8- ATIKLARI SU İÇEREK UZAKLAŞTIRIN
İyi bir dolaşım, beraberinde iyi bir boşaltım ve iyi bir metabolizma için yaz-kış demeden, günde 10 bardak su içmeyi alışkanlık haline getirin. Özellikle kış aylarında susama hissi azaldığı için günlük su tüketimi yetersiz kalıyor. Bu durumda atık maddeler vücuttan gerektiği hızda atılamıyor, toksin birikimine uygun zemin oluşuyor. Bütün bu süreç hastalıklara yakalanma riskini artırıyor.
9- HAREKETE GEÇİN
En önemli bağışıklık sistemi koruyucusu harekettir. İşleyen demir pas tutmaz atasözünde olduğu gibi ne kadar çok hareket ederseniz vücudunuza o kadar büyük iyilik etmiş olursunuz. Kan dolaşımını ve metabolizma hızını arttırarak bağışıklık sisteminizi kuvvetlendirirsiniz. Her gün 10 bin adım atmaya özen gösterin. Egzersizi spor salonu yerine açık havada gün ışığında yapın.
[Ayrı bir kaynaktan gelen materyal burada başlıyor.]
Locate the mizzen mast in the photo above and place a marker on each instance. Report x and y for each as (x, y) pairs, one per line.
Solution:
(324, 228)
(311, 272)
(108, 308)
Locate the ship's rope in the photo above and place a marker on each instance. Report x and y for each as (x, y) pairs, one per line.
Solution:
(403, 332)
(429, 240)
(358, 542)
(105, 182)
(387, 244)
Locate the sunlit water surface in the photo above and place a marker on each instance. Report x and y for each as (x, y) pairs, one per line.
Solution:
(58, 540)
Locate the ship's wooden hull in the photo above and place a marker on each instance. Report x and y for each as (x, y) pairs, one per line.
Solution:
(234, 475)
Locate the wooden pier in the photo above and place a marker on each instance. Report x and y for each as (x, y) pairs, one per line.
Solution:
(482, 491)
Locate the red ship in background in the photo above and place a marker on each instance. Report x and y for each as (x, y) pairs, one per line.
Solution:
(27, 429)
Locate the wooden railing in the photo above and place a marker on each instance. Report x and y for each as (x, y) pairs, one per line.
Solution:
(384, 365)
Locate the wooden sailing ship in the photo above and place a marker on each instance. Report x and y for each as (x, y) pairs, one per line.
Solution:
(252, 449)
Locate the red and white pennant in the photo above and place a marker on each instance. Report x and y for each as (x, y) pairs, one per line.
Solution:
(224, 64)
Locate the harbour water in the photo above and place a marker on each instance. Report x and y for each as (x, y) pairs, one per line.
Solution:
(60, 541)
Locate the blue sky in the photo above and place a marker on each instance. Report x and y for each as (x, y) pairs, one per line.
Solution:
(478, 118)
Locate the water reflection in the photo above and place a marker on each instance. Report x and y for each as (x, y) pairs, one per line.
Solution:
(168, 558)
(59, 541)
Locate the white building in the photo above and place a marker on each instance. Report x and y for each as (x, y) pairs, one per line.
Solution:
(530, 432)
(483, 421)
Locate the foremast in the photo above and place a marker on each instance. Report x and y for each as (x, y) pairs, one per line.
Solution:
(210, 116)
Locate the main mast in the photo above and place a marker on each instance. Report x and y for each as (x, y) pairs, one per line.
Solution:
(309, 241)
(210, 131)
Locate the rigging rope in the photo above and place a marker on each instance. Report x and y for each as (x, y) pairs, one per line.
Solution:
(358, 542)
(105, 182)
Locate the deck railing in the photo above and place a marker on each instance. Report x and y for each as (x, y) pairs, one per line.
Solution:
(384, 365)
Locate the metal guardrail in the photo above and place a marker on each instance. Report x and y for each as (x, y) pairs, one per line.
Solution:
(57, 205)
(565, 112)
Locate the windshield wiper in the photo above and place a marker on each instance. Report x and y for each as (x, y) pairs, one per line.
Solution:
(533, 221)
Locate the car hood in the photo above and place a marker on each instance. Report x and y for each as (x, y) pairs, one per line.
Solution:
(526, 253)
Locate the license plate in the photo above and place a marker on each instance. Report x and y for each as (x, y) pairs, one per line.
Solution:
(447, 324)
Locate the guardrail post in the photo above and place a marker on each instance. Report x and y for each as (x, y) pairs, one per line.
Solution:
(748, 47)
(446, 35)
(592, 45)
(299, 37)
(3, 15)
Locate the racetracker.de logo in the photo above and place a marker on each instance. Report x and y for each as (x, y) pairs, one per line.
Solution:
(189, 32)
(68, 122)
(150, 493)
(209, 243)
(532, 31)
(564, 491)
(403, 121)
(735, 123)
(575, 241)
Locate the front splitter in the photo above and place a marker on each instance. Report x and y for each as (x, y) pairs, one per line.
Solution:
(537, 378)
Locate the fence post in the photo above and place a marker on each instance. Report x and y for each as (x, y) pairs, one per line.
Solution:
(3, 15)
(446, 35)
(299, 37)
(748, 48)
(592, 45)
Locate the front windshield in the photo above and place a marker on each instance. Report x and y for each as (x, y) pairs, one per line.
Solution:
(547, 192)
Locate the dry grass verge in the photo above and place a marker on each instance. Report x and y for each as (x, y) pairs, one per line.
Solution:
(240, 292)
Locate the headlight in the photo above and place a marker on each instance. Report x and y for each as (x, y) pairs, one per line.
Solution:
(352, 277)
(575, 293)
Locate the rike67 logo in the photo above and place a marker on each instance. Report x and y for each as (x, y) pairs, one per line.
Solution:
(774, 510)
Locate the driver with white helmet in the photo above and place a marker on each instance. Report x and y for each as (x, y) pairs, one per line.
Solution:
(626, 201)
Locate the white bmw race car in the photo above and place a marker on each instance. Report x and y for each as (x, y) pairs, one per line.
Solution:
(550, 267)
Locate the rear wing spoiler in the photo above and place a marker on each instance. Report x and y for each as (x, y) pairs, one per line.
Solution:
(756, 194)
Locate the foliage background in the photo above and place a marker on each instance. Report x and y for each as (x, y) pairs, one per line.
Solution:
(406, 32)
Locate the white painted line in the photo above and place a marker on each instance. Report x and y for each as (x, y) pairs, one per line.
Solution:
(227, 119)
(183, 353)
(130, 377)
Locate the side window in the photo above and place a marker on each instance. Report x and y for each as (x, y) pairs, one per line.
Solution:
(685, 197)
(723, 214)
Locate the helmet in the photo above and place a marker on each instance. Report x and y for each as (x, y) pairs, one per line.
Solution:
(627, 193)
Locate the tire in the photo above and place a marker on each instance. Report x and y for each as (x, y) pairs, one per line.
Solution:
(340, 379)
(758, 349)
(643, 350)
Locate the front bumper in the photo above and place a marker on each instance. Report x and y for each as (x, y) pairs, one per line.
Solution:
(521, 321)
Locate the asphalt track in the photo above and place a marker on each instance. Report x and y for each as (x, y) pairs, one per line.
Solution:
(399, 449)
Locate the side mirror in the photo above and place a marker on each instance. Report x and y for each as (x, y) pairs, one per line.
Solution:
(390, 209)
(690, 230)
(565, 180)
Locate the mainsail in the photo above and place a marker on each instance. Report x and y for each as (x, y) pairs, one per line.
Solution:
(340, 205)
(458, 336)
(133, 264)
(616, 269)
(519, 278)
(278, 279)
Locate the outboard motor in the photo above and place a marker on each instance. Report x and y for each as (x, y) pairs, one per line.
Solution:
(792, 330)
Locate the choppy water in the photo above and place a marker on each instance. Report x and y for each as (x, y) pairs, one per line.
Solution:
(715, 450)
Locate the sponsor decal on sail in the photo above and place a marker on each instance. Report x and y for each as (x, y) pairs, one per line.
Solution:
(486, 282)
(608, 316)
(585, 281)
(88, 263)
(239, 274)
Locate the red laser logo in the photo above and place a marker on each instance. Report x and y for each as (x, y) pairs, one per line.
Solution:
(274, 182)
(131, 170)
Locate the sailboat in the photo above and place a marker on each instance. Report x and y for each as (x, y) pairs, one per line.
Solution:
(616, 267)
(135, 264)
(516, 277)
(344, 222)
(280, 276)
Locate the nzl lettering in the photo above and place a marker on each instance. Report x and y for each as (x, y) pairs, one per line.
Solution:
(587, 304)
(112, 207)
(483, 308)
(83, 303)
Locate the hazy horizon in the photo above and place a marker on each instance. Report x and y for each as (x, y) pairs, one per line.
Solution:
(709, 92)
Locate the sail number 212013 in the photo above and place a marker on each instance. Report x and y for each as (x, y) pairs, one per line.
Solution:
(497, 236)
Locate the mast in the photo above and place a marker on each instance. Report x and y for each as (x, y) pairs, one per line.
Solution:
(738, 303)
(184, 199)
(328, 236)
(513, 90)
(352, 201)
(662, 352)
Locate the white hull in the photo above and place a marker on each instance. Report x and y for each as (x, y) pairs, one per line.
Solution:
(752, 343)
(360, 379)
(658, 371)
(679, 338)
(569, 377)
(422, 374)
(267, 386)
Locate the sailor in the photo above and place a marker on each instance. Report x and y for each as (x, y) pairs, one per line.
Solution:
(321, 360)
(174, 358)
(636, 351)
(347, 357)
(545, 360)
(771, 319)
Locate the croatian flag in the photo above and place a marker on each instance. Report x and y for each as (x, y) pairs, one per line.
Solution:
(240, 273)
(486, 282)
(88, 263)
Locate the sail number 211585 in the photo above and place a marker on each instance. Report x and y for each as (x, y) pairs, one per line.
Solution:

10- YATAK ODANIZ MAĞARA GİBİ OLSUN
Vücudu onarmak için uyku çok önemli. Bağışıklık sisteminizin güçlü olması için mağara gibi karanlık, sessiz ve çok sıcak olmayan bir odada uyuyun. Yatak odanızda cep telefonunuzu şarj etmeyin, televizyon, ipad gibi elektronik aletler bulundurmayın. Uykunuzun tuvalete gitmekle bölünmesini istemiyorsanız akşam 20.00’dan sonra su içimini kısıtlayın. Su tüketimini gün içinde yoğunlaştırın.